Nous vous proposons trois pistes de réflexion qui vous permettront de mieux vivre avec la Communauté ce mystère de la foi que Jésus a ordonné aux apôtres de faire en mémoire de Lui.
Le Jeudi saint doit être pour le chrétien, l’occasion d’approfondir son regard sur l’Eucharistie puisque ce « si grand mystère » fut donné aux hommes au cours de la dernière Cène du Seigneur. Ce qui nous importe, c’est de purifier la manière dont nous usons du sacrement qui vient achever notre « initiation chrétienne », de renouveler la façon dont nous nous incorporons au Mystère pascal dont l’eucharistie est le mémorial perpétuel et actif, c’est à dire sanctifiant. L’eucharistie, « sommet et source des sacrements », produit au plus haut degré ce qu’elle signifie. Que pouvons-nous attendre alors de notre participation à l’eucharistie ? De quelle manière le mystère pascal de Jésus peut-il être re-produit en nous ?

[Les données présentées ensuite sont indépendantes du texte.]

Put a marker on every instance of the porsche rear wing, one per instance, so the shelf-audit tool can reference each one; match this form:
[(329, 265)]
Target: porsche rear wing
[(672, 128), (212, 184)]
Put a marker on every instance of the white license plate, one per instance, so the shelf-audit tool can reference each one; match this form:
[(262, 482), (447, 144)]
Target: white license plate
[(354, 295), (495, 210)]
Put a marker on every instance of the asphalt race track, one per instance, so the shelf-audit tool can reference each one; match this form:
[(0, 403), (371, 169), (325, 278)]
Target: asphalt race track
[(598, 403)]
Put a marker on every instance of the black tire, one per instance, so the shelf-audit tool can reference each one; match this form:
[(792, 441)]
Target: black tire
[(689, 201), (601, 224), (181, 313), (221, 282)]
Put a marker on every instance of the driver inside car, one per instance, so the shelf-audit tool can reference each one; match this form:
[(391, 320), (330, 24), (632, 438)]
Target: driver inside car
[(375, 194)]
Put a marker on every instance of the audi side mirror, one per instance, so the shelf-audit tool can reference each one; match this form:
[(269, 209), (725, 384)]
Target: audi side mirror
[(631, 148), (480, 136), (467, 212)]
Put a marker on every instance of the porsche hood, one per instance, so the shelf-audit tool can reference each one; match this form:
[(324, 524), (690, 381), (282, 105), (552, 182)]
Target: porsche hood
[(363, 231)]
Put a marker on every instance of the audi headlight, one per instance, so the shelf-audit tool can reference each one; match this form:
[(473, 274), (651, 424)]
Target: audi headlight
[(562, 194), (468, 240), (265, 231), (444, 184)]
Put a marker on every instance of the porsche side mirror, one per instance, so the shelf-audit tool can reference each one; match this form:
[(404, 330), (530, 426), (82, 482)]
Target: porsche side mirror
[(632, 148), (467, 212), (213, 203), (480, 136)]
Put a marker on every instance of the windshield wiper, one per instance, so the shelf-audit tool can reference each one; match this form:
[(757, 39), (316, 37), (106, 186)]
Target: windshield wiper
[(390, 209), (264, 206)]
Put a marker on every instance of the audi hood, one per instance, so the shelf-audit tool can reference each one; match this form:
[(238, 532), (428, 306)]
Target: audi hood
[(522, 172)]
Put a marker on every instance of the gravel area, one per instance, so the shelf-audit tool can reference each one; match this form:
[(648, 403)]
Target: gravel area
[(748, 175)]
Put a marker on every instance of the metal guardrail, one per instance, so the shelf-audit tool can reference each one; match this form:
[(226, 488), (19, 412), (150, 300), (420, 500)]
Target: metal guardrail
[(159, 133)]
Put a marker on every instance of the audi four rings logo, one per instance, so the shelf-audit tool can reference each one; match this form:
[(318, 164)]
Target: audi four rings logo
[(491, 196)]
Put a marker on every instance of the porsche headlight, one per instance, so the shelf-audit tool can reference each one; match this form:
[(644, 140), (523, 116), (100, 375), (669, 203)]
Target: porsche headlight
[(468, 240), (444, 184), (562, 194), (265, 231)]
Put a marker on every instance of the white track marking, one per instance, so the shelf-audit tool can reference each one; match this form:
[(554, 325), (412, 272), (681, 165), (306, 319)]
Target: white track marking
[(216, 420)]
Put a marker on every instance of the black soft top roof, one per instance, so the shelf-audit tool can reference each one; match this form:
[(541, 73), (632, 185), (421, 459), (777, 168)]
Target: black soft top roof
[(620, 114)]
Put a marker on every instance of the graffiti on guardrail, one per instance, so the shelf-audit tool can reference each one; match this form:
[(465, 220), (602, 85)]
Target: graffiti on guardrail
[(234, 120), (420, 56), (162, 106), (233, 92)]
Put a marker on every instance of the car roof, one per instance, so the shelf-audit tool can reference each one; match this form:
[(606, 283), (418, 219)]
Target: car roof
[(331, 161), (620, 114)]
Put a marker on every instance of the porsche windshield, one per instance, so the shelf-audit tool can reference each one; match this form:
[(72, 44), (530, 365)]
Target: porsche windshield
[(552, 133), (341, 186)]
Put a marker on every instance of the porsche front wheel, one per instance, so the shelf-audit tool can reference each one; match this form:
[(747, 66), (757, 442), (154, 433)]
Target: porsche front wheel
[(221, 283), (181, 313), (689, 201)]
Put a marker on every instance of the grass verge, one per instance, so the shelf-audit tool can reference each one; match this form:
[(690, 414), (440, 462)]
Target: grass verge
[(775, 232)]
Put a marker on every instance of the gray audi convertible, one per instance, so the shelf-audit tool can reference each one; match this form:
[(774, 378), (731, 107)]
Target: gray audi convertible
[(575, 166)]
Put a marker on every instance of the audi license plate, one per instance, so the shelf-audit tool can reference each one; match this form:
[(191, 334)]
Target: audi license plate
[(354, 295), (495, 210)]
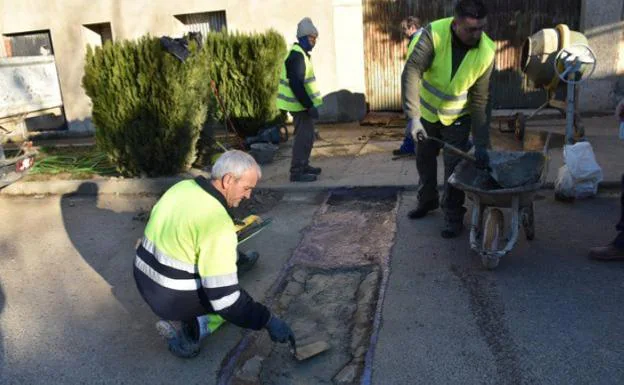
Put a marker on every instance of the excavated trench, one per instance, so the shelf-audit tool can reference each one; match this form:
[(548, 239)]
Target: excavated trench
[(329, 290)]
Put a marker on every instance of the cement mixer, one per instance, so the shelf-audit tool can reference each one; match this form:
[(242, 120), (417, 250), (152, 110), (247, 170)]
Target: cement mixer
[(558, 60)]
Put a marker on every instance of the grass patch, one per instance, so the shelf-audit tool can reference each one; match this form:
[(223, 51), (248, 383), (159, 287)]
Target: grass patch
[(74, 162)]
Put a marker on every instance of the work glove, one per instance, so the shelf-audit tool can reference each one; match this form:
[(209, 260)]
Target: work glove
[(313, 112), (482, 157), (415, 127), (279, 330)]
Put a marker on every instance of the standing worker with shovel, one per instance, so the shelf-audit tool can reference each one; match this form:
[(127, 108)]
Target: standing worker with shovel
[(445, 87), (298, 94)]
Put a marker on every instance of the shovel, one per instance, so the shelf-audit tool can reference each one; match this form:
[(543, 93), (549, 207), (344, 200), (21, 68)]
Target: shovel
[(306, 351), (507, 174)]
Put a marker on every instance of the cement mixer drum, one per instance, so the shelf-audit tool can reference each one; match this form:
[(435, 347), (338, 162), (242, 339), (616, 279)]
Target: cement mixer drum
[(540, 51)]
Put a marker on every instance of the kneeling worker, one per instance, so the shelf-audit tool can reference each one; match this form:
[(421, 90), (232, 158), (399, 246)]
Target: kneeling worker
[(186, 264)]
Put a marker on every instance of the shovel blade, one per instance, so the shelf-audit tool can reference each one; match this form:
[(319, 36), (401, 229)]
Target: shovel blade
[(310, 350)]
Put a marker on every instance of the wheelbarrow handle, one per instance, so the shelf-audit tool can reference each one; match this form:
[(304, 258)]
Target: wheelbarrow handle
[(454, 149)]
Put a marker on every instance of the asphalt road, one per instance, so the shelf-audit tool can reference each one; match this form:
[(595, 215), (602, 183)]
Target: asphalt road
[(547, 315), (70, 314), (69, 310)]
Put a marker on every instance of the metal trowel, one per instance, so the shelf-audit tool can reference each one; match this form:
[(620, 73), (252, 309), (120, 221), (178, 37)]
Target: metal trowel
[(306, 351)]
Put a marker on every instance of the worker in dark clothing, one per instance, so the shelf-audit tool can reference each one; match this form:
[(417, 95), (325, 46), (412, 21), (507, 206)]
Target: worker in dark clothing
[(186, 264), (298, 94), (445, 87), (411, 30)]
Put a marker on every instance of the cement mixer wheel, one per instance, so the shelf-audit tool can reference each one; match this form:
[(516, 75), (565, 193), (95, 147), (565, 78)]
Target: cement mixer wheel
[(519, 126)]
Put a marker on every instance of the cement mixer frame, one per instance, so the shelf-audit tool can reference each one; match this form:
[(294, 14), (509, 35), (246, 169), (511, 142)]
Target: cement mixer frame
[(557, 60)]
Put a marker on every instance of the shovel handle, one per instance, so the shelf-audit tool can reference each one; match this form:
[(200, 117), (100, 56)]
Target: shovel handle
[(453, 149), (293, 345)]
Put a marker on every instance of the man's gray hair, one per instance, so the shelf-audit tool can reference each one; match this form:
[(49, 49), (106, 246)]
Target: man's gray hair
[(233, 162)]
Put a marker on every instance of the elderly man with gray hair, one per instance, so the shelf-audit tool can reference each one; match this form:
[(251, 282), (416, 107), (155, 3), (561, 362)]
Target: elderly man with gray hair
[(186, 264)]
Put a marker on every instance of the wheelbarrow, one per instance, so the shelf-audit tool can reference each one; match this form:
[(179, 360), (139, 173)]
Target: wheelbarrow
[(487, 236)]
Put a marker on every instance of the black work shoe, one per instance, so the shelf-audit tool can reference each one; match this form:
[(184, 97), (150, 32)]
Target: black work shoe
[(179, 342), (422, 209), (452, 230), (302, 177), (246, 261), (312, 170)]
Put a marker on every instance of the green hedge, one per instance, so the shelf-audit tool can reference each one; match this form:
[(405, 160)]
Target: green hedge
[(246, 70), (148, 107)]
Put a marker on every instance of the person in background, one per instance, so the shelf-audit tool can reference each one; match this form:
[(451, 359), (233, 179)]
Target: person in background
[(298, 94), (411, 30), (615, 250)]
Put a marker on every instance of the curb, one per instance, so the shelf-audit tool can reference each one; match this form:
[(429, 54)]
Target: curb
[(157, 186)]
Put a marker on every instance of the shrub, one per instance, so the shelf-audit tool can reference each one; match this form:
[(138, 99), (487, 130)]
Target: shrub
[(148, 107), (246, 69)]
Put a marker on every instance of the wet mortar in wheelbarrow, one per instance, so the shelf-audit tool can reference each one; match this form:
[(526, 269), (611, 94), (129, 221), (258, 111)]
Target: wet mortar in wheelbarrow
[(524, 170)]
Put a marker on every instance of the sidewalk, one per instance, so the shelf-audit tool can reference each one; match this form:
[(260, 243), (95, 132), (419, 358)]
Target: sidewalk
[(353, 155)]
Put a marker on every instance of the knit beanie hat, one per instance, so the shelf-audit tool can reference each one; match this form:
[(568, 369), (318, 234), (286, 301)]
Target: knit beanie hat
[(305, 28)]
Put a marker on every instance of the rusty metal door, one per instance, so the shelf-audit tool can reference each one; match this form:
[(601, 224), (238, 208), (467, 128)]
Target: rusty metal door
[(510, 22)]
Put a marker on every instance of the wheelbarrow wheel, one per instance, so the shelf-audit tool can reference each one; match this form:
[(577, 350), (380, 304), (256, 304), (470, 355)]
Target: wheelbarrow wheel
[(528, 222), (492, 238)]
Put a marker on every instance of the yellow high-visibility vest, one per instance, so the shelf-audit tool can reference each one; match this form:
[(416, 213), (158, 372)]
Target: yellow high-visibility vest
[(286, 99), (442, 98), (197, 237)]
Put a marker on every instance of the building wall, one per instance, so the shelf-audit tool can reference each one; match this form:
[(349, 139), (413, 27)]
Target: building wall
[(337, 58), (602, 22)]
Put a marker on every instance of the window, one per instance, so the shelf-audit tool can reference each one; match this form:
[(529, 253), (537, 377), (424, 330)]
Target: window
[(204, 22), (35, 43), (97, 34)]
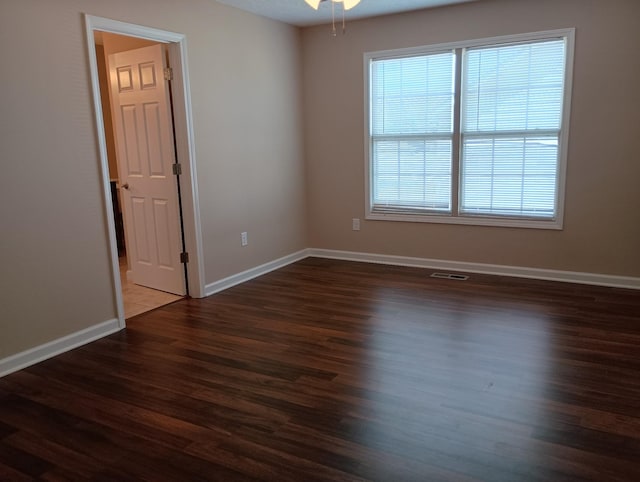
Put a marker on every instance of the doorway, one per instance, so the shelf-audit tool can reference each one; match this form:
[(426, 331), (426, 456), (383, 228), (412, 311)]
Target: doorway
[(143, 299)]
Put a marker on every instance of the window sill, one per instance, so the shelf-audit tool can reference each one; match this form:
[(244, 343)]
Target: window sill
[(555, 224)]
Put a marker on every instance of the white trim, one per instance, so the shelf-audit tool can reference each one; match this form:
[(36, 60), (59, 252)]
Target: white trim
[(56, 347), (183, 122), (252, 273), (481, 268)]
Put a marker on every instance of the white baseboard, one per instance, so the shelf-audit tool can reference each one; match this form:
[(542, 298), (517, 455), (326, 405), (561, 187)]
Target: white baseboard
[(495, 269), (249, 274), (56, 347)]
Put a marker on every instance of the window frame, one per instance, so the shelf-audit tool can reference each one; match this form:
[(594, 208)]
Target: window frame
[(455, 216)]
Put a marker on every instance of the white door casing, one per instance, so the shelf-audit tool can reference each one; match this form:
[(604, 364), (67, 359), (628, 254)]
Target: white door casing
[(146, 154)]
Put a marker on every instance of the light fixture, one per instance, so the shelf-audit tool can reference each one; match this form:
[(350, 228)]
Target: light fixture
[(346, 5)]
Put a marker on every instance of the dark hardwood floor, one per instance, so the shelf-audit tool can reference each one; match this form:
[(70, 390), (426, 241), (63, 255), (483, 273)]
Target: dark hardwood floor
[(332, 370)]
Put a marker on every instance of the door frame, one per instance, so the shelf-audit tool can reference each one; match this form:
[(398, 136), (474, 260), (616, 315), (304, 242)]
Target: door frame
[(185, 147)]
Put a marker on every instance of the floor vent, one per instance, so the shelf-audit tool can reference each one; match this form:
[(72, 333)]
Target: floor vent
[(460, 277)]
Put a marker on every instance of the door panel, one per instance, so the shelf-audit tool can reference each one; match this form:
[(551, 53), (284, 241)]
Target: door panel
[(144, 139)]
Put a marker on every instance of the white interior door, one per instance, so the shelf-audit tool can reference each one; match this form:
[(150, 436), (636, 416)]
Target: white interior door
[(149, 194)]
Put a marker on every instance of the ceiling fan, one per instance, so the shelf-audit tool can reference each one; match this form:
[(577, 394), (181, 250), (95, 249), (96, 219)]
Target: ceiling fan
[(346, 4)]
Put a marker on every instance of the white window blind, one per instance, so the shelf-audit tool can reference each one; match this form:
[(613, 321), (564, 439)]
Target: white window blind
[(411, 131), (471, 132), (512, 99)]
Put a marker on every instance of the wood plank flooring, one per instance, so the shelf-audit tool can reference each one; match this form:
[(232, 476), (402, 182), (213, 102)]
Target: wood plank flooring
[(333, 370)]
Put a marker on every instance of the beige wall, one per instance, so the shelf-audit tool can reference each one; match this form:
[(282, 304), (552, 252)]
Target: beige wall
[(55, 277), (602, 227)]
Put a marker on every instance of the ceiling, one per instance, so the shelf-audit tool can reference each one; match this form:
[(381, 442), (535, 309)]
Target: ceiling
[(297, 12)]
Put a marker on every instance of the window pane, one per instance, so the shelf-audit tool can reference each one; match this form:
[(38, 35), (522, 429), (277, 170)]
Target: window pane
[(513, 88), (412, 173), (512, 98), (513, 176), (412, 95)]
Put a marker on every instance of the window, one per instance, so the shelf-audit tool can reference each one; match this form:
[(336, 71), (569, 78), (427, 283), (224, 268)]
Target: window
[(470, 133)]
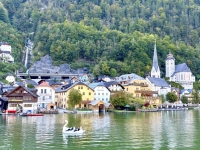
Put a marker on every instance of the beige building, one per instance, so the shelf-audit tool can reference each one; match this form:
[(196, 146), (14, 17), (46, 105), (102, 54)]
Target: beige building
[(139, 87), (63, 91)]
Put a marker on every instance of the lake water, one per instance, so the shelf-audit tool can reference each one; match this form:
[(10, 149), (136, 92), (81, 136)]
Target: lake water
[(109, 131)]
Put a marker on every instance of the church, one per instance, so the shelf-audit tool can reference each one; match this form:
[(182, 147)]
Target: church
[(180, 73), (157, 83)]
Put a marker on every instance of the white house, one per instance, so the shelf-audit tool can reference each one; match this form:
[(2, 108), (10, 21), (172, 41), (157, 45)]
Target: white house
[(10, 78), (159, 84), (155, 71), (187, 93), (5, 52), (114, 86), (101, 92), (180, 73), (46, 95)]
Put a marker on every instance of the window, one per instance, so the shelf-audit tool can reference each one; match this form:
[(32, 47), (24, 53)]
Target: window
[(13, 105), (27, 105)]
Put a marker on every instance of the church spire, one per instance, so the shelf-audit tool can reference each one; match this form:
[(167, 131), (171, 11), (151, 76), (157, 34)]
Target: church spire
[(155, 71), (155, 58)]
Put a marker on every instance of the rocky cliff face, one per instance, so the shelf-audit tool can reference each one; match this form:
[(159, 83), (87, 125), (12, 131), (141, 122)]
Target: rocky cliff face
[(45, 65)]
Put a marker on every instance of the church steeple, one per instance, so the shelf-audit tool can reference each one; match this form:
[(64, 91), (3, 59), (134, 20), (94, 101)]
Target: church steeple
[(155, 71)]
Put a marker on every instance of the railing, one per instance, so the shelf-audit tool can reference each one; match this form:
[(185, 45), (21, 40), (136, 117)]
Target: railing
[(146, 91), (139, 84)]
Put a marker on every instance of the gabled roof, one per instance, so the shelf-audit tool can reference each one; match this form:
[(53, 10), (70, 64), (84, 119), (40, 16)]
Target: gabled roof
[(94, 102), (44, 84), (53, 82), (182, 68), (4, 99), (31, 82), (131, 76), (64, 88), (26, 89), (108, 84), (155, 58), (158, 82), (186, 90), (93, 85)]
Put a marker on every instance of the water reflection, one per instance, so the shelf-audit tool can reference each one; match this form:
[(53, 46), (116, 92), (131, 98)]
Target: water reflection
[(156, 130)]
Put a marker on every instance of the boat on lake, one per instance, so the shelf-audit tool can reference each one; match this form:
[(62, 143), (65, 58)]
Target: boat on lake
[(72, 130)]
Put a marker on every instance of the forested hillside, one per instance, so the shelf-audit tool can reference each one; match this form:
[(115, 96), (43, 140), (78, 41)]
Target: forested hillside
[(112, 36)]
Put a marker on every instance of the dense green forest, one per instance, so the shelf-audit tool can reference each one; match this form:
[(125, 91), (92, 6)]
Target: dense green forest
[(112, 37)]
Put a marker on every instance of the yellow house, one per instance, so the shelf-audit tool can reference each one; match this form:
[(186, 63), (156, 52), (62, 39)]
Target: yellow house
[(63, 91), (141, 88)]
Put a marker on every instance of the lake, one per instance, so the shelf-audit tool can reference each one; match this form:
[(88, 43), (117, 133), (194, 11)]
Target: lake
[(108, 131)]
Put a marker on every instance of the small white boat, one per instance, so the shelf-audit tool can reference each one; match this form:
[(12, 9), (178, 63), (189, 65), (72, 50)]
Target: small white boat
[(72, 131)]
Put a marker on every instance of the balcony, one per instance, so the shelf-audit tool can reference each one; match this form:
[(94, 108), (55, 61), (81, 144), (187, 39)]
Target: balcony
[(139, 84), (146, 92)]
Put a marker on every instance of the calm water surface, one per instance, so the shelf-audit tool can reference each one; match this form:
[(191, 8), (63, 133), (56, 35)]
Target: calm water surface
[(117, 131)]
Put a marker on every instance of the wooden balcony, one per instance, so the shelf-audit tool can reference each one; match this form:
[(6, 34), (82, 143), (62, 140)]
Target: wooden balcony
[(146, 91), (139, 84)]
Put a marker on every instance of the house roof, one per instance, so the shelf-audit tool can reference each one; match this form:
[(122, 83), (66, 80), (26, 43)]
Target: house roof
[(107, 84), (182, 68), (64, 88), (155, 58), (158, 82), (186, 90), (26, 89), (131, 76), (31, 82), (94, 102), (4, 98), (93, 85)]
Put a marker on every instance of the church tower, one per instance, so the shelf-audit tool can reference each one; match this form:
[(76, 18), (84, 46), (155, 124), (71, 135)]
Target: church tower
[(169, 65), (155, 71)]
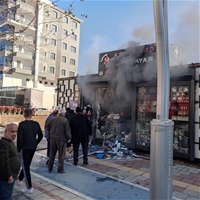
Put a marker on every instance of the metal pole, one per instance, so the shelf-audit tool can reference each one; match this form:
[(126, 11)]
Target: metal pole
[(161, 157), (37, 43)]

Le mémorial : un agir sauveur de Dieu promis à l’éternité par sa réalisation en l’homme
Rappelons d’abord que le Christ fut « crucifié pour nous et pour notre salut ». Nous devons donc chercher dans cette direction humanitaire le sens de la messe. D’ailleurs, si le Mystère pascal est l’Acte sauveur par excellence, c’est qu’il est tout entier tendu vers la constitution de l’homme nouveau, l’homme re-créé à l’image de Dieu, selon le prototype du Fils incarné. L’eucharistie en en étant son mémorial est le lieu privilégié dans lequel l’homme extérieur « va à sa ruine » et l’homme intérieur se construit, en enracinant en nous par la foi et en fondant sur l’amour la Présence réelle et spirituelle du Premier-Né d’entre les morts. C’est le concept même de mémorial : une entrée en relation avec Dieu, basée sur un agir sauveur promis à l’éternité par sa réalisation en l’homme. Un Paul ne dira pas autre chose : « Si, par le baptême dans sa mort, nous avons été mis au tombeau avec lui, c’est pour que nous menions une vie nouvelle, nous aussi, de même que le Christ, par la puissance du Père, est ressuscité des morts ». Or ce qui est vrai du baptême ne l’est-il pas a fortiori de l’eucharistie qui en est l’aboutissement ?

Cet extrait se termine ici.